AK Parti’nin çıkardığı Tarım Kanunu’na CHP’nin de destek verdiğini hatırlatan Sındır, “Bu kanunun 21’ncimaddesi, “Tarıma aktarılacak destekler milli gelirin yüzde 1’inden az olamaz” der. 2019 yılında hükümet daha doğrusu Erdoğan, tarımsal destekleme için ayrılan rakam 16.9 milyar lira. 2019 yılı GSYH  tahmini ise 4 trilyon 242 milyar lira. Bunun yüzde1’i 42.5 milyar lira yapar. Kanuna göre 42.5 milyar lira destek verilmesi gerekirken 16.9 milyar lira. Bir de lütufkar  bir dille bunu helal-hoş diye anlatıyor. Yasanın emrettiği oran verilmiyor” dedi.“PARTİMİZİ, BAŞKANIMIZI TERÖRİST İLAN ETMEK NAFİLE ÇABA”
AK Parti ile MHP’nin dün ortaklaşa gerçekleştirdiği Cumhur İttifakı Mitingi hakkında da değerlendirmelerde bulunan Sındır şu ifadeleri kullandı:

“Buraya gelirken de o yol afişlerini gördük. Bornova’dan itibaren miting alanına gider tabelaları vardı. İzmirliler Gündoğdu Meydanı’nı bilir, tüm mitingler burada yapılır herkes bilir. Üslubuyla siyasi mesaj vermekten bir yana kendisinden olmayan herkesi, çok ağır hakaretvari sözlerle, ağzından kin dili eksik olmadan, devlet imkanı kullanılarak bu güne kadar gelindi. 70-80 bin kişi vardı veya yoktu ama bir çok vatandaş katıldı ve İzmir’e hakaretvari sözler sarf edildi. Erdoğan’ın gelip Partimizi, başkanımızı terörist ilan etmesini nafile bir çaba olarak görüyorum. Biz dinlediğimizde bu kadar olmaz dedik. Toplumu bu kadar kutuplaştırıcı bu kadar hakaret dili kullanmamalı diye düşündük. Cumhurbaşkanı kimliği ile böyle bir dil ile, benden olanlar iyi, benden olmayanlar terörist söylemleri olmamalıdır. Devletin başı olan kişinin devletin tüm evlatlarına, birleştirici bir dil kullanması gerekir diye düşünüyorum. Erdoğan dünü inkar ederek bugün rahatlıkla bugün farklı söylemlerde konuşabiliyor. Erdoğan’ın konuşmasıyla Tunç Soyer’in de oyu oldukça artmıştır diye düşünüyorum. Çünkü İzmir bu dili sevmiyor. İzmir kardeşliği seviyor, demokrasiyi seviyor. İzmir demokrat bir kent, bu tür söylemlere asla prim vermez.”

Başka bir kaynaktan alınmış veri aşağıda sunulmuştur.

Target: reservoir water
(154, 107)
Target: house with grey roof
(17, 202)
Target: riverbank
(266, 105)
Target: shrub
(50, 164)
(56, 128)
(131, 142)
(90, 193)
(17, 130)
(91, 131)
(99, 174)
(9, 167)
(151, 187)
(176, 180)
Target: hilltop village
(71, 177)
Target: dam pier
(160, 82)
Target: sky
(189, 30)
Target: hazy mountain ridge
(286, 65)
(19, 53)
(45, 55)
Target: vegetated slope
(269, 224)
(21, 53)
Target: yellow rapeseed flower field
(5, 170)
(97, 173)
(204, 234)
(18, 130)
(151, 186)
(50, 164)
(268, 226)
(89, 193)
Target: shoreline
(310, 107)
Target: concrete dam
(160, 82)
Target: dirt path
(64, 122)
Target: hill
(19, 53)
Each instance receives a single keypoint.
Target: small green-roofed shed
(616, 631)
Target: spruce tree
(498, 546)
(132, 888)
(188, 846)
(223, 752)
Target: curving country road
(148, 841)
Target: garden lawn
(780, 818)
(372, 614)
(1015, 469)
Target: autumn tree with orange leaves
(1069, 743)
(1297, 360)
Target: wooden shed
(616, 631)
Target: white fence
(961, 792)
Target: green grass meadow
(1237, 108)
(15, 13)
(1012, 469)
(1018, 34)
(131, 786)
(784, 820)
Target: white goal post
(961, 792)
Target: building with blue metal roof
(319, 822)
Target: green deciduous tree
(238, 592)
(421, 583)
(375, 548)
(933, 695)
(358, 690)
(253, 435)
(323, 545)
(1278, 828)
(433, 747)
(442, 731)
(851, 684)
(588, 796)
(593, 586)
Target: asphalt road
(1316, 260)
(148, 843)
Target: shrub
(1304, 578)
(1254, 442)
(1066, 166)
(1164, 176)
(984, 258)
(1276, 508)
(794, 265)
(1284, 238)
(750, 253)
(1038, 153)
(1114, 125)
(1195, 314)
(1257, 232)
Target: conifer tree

“İSTANBUL VE ANKARA’YA İHANET ETTİK DİYEN ERDOĞAN, İZMİR’E DİL UZATAMAZ”
Bütün bakanlıklar düzeyinde İzmir’e yapılan yatırımların ülke genelinin yarısından az olduğunu belirten Sındır, Erdoğan’ın gerçekleştirilen mitingde İZBAN’ı biz yaptık sözleri üzerine, “Sadece sinyalizasyon devlet tarafından yapılıyor. Tüm vagonlar, istasyonlar belediye tarafından yapıldı. Üstelik TCDD belediyeden raylar için hat kirası alıyor. Ve bu bedel sinyalizasyon bedelinin bile üzerinde bir bedel yıllık kira olarak. Kandırmasınlar İzmir’i. İstanbul’u ve Ankara’yı betonlaştırdık, ihanet ettik diyen Tayyip Erdoğan’ın gelip İzmir’e dil uzatmaya hiçbir hakkı olamaz.Ben isterim ki bu ülkenin Cumhurbaşkanı ‘Ey halkım, önümüzde seçimler var, el birliğiyle kol kola, hangi düşüncede olursanız olun gidelim, yüzde 100 katılımla sandıkları patlatalım, hangi düşünce öne çıkarsa başımın üstünde yeri vardır. Biz bu ülkede birlikte mücadele ettik, bizi birbirimizden ayrıştıramazlar’ desin. Bu söylemin yönetimde egemen olduğu bir ülke hayal ediyoruz” diye konuştu.

“İZMİR İZMİRLİLİĞİNİ GÖSTERECEK”
Seçim sonuçlarına ilişkin görüşlerini belirten Sındır, “İzmir İzmirliliğini gösterecek. Dün olduğu gibi 31 Mart’ta da demokrasiye sahip çıktığını, barışın ve kardeşliğin kenti olduğunu gösterecek. Her dine, etnik kimliğe ve insan olan herkese eşit mesafede olduğunu kanıtlayacak. Benim hiç endişem yok İzmir’de belli toleranslar çerçevesinde CHP’nin 30 ilçenin 30’unu alacak potansiyele sahip olduğunu düşünüyorum. Ankara’da Mansur Yavaş ve İstanbul’da Ekrem İmamoğlu kazanacak. Bursa’da, Mersin’de, Maraş’ta, Kütahya’da Bolu’da ve Anadolu’nun bir çok yöresinde güçlü bir seçimde kazanacağız. İzmit’te Fatma Kaplan Hürriyet vekilimiz aday, orada da kazacağız. Millet İttifakı’nın bir çok yerde rahat bir şekilde kazanacağını çalışmalar da söylüyor” dedi.